São Paulo, Sociedade Anônima: a escala 6x1
- Alexandre Filho
- 19 de dez. de 2024
- 3 min de leitura
O ano é 1943. O Presidente Getúlio Vargas decretou a Consolidação das Leis do Trabalho que, no seu Art. 58, prevê a duração do trabalho em 8 horas diárias. Antes disso, a carga horária era pulverizada e determinada de acordo com a profissão. Era comum, por exemplo, que trabalhadores cumprissem de 10 a 14 horas diárias. O trabalho infantil era legalizado (Decreto 1.313/1891) e as mulheres eram acostumadas a trabalhar na exaustão. Havia regras, como, por exemplo, menores de 12 anos não podiam trabalhar. Aliado a isso, não havia descanso semanal remunerado e a demissão podia ser feita sem justificativa.
A década de 1910. Greves e movimentos operários surgem, principalmente nas maiores metrópoles brasileiras, São Paulo e Rio de Janeiro, pressionando o poder público por jornadas menores, melhores salários, melhores condições de trabalho etc. Em 1907, por exemplo, o Presidente Afonso Pena sancionou o Decreto 1.637 que permitia a criação de sindicatos urbanos. Em 1919, Delfim Moreira sancionou o Decreto 3.724 que regulamenta as indenizações por acidentes de trabalho. Nesse período histórico, a Federação era mais centrífuga que a atual. Os Estados e Municípios legislavam sobre o tema, o que hoje é restrito apenas à União. Houve, por exemplo, a Lei Municipal 1.350/1911 do Rio de Janeiro que fixava o horário de trabalho dos empregados do comércio. As lojas que funcionassem por mais de 12 horas por dias deveriam ter dois turnos de empregados.
O ano é 2024. O movimento VAT (Vida Além do Trabalho), liderado pelo Vereador Rick Azevedo do Rio de Janeiro, levantou a pauta de acabar com a escala 6 x 1. A Constituição de 1988 reduziu de 48 para 44 horas semanais (8 horas diárias de segunda a sexta-feira e 4 horas no sábado), mas isso não é o suficiente, como disse o próprio Presidente Lula, à época Constituinte, em seu último discurso antes da promulgação da Constituição. No sítio eletrônico “Petição Pública”, o movimento endereça ao Congresso Nacional diz que “acredita que é possível alcançar um equilíbrio entre vida profissional e pessoal no Brasil” e “espera que nossas preocupações sejam levadas a sério”.
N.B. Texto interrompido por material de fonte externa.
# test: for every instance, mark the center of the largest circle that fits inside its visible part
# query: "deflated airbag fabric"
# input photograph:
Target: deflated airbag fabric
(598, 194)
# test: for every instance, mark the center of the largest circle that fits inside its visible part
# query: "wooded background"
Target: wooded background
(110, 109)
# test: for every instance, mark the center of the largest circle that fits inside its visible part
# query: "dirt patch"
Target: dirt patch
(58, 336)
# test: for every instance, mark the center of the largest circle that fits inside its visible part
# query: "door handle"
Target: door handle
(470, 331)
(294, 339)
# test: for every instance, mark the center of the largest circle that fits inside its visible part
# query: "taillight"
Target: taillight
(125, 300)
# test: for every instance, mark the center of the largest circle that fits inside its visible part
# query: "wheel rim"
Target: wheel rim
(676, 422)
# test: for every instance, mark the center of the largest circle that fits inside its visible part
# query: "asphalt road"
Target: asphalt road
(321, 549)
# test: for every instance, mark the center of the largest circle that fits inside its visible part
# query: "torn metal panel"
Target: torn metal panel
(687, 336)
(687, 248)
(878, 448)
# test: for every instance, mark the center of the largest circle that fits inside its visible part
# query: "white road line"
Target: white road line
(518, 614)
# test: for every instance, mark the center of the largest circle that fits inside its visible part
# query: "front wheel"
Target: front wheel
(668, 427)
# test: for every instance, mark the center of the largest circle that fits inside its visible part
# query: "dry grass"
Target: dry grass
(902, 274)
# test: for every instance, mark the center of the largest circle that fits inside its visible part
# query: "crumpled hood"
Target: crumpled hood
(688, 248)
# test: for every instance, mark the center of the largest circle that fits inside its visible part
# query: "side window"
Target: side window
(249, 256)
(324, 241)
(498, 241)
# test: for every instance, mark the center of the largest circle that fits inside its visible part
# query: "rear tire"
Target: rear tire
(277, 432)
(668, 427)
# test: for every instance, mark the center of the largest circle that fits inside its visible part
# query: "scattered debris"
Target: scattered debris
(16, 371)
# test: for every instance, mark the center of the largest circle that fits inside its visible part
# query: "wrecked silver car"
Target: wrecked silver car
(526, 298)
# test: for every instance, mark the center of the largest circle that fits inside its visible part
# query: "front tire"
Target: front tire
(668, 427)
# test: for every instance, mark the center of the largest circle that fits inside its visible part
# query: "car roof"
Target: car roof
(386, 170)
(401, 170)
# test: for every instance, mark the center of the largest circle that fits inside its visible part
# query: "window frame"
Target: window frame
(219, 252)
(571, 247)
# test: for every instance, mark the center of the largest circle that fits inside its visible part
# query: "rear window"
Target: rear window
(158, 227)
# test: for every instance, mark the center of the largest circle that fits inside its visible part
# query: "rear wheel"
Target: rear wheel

O ano é 1965. É lançado nos cinemas o filme “São Paulo, Sociedade Anônima” dirigido pelo Luís Sérgio Person. A história se passa no final dos anos 50 e conta a história de Carlos, um jovem paulistano de 25 anos, que, ao galgar novos cargos onde trabalha, torna-se gerente de uma fábrica de autopeças. Seu patrão é um sonegador de impostos e tem várias amantes. Ele trabalha muito, tem um bom salário, mas vive insatisfeito. De supetão, resolve fugir.
“Recomeçar, mil vezes recomeçar, recomeçar…”. O personagem principal vive um mal-estar. Está sempre em movimento. São Paulo, portanto, é uma personagem do filme. É demonstrada a correria da população paulistana no trabalho. Arturo, dono da fábrica de autopeças, esbanja uma vida de pequenos luxos, como várias amantes, mas ao custo de levar seus funcionários à exaustão. Em uma cena marcante, inspetores do Ministério do Trabalho visitam a fábrica e constatam várias irregularidades. Arturo resolve a situação de maneira diplomática e até convida os inspetores a voltarem para tomar um café. Isso, no entanto, acontece após nosso personagem Carlos, gerente que é, estressar-se com a possibilidade de ter a fábrica fechada por irregularidades minimizadas por Arturo.
Assim como Carlos, todos nós buscamos diariamente “recomeçar, mil vezes recomeçar”. Provavelmente inspirado no mito de Sísifo, condenado a passar a vida empurrando uma pedra morro acima só para vê-la tragicamente descer sem motivo, Carlos está sempre na esperança de construir um equilíbrio entre o labor e o viver. Tanto o movimento VAT hoje, quanto o filme “São Paulo, Sociedade Anônima”, são críticas à alienação que afeta tantos trabalhadores, mesmo após as conquistas da Consolidação das Leis do Trabalho.